Whitman was answering a missive endorsed by 29,189 signers on the government’s “We the People” site. The protest followed Limbaugh’s infamous “slut” comment, directed at a law-student trying to testify before Congress regarding the contraception mandate in the Affordable Care Act. Here’s the substance of the petition:
It is not bad enough that [Limbaugh] provides partisan blather, that he demeans our President.
He has regularly demeaned women.
His remarks this week were well beyond the pale of what should be broadcast to our military and their families, supported with our tax dollars.
We have a moral objection to our tax dollars being used for such a purpose.
You should move immediately to cancel any further broadcast through government facilities of his venom.
There is no excuse for the US Government, in any capacity, giving this man an audience.
To which Whitman countered:
AFN is charged with providing current information and entertainment programming to our Department of Defense audiences overseas, similar to what they could see and hear via the media in the United States. AFN acquires top-rated radio programs, as measured by audience ratings in the United States, and delivers them via satellite to our soldiers, sailors, Marines, and airmen stationed worldwide in 177 countries. AFN does not advertise on, provide any funding for, offer products for sale, or sponsor any of the programs (including the Rush Limbaugh Show) it relays to its audiences.

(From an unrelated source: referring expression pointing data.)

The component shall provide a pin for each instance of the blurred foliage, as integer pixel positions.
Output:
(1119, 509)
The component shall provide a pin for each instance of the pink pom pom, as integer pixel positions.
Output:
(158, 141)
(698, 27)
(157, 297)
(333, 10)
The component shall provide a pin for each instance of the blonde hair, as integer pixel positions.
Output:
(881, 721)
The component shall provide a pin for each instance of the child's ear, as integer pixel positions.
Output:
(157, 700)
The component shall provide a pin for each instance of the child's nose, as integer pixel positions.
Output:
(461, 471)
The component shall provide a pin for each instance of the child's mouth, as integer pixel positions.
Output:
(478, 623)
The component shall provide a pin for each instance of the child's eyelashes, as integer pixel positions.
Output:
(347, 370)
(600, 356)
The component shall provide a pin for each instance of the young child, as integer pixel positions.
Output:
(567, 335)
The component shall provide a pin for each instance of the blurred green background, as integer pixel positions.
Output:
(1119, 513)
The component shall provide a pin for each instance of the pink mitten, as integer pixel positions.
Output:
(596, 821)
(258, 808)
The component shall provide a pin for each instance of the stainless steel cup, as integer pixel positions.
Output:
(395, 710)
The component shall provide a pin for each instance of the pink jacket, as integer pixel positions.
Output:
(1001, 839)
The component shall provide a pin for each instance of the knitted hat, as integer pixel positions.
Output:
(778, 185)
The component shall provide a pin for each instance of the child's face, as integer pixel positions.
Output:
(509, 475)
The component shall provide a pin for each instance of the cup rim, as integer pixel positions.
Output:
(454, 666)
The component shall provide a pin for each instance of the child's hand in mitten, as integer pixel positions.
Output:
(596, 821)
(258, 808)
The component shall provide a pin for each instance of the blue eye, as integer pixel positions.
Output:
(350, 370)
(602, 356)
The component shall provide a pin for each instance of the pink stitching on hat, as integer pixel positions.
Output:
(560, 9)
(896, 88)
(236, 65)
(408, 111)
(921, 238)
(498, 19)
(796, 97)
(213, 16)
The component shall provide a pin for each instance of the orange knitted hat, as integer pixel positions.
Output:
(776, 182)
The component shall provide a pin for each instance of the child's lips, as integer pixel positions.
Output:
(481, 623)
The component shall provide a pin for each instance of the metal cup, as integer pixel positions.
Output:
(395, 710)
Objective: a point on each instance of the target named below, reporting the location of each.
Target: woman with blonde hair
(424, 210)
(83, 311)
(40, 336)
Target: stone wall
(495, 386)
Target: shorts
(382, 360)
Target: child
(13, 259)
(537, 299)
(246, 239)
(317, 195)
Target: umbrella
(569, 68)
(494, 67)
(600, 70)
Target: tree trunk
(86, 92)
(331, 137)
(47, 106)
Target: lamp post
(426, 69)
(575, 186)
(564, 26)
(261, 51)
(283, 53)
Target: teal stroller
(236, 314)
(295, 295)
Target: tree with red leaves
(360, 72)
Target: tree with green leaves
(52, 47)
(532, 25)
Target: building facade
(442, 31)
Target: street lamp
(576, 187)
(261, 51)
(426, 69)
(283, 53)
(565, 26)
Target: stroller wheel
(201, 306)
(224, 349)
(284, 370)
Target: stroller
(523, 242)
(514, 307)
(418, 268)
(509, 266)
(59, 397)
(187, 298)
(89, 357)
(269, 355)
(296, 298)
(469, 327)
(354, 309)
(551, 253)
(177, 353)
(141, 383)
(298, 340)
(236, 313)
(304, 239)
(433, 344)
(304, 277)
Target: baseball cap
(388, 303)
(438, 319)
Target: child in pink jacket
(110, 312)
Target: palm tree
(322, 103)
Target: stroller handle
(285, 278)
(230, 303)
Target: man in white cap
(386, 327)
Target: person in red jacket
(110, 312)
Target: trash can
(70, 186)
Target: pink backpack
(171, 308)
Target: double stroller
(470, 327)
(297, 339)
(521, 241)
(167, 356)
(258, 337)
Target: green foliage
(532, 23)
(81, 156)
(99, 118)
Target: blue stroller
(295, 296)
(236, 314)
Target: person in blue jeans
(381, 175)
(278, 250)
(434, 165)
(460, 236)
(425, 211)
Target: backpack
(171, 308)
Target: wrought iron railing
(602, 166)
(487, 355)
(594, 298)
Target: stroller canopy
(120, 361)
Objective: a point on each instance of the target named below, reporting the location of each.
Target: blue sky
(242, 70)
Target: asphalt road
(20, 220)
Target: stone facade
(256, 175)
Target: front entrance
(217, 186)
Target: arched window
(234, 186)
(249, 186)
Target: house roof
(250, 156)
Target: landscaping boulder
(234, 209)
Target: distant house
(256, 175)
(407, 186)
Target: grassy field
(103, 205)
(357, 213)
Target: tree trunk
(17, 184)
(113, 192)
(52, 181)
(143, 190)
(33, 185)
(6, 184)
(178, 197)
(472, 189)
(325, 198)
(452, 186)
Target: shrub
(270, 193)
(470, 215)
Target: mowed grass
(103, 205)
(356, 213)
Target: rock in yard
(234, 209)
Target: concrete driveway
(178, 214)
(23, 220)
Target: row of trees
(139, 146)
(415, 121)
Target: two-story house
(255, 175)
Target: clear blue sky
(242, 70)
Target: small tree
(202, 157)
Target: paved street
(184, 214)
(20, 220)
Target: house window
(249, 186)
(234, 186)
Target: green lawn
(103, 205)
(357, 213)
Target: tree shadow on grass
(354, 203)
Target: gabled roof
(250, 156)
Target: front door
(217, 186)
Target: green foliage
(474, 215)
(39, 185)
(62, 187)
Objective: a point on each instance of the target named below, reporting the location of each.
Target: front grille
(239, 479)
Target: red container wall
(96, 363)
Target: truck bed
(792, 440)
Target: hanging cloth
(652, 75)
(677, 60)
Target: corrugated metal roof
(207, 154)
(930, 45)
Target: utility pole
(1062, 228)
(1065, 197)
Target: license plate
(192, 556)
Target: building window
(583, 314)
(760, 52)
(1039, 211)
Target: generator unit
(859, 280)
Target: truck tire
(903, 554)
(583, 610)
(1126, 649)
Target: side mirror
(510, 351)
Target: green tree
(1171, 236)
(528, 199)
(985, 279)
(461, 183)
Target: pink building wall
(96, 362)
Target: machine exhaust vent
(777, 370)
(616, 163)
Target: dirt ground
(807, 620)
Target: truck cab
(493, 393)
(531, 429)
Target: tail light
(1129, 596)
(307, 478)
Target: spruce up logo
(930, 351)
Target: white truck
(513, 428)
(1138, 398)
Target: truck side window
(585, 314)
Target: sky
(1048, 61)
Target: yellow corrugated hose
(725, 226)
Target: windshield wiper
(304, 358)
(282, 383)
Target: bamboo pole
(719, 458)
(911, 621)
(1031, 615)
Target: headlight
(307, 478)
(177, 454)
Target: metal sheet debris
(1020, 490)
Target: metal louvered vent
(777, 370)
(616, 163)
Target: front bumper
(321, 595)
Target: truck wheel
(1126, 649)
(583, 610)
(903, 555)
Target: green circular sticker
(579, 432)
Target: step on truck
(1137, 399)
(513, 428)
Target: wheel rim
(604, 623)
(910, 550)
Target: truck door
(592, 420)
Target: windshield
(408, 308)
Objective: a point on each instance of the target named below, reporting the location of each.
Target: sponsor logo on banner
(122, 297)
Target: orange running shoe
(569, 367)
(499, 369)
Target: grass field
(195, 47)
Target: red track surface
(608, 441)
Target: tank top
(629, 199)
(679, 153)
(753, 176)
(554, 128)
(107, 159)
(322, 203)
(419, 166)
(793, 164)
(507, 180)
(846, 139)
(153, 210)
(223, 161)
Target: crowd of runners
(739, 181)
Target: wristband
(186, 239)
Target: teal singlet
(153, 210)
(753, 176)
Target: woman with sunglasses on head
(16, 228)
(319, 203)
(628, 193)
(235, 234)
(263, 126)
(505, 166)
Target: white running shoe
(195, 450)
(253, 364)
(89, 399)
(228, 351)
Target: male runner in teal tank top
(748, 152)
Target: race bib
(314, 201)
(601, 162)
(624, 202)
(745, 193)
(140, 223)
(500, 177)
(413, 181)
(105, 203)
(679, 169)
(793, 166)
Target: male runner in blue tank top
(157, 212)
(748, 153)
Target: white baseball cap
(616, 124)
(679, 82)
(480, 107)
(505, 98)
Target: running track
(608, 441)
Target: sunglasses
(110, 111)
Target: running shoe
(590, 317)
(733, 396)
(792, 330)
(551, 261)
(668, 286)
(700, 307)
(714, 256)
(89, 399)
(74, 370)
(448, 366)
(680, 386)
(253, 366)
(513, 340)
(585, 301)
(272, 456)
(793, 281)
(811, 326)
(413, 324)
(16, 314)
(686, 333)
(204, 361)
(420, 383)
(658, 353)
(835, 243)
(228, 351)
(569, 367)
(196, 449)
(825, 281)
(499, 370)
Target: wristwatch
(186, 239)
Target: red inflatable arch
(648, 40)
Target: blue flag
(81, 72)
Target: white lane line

“I had high hopes that someone within the military chain of command would see sense,” she wrote. “I had even higher hopes that civilians within the Obama Administration would see that this is not a case of ‘fair and balanced’ representation of the political point of view. . . . Honestly, I could care less which talk show hosts they want to place on our airways as long as those hosts are not misogynists, racists, or make common use of hate speech.”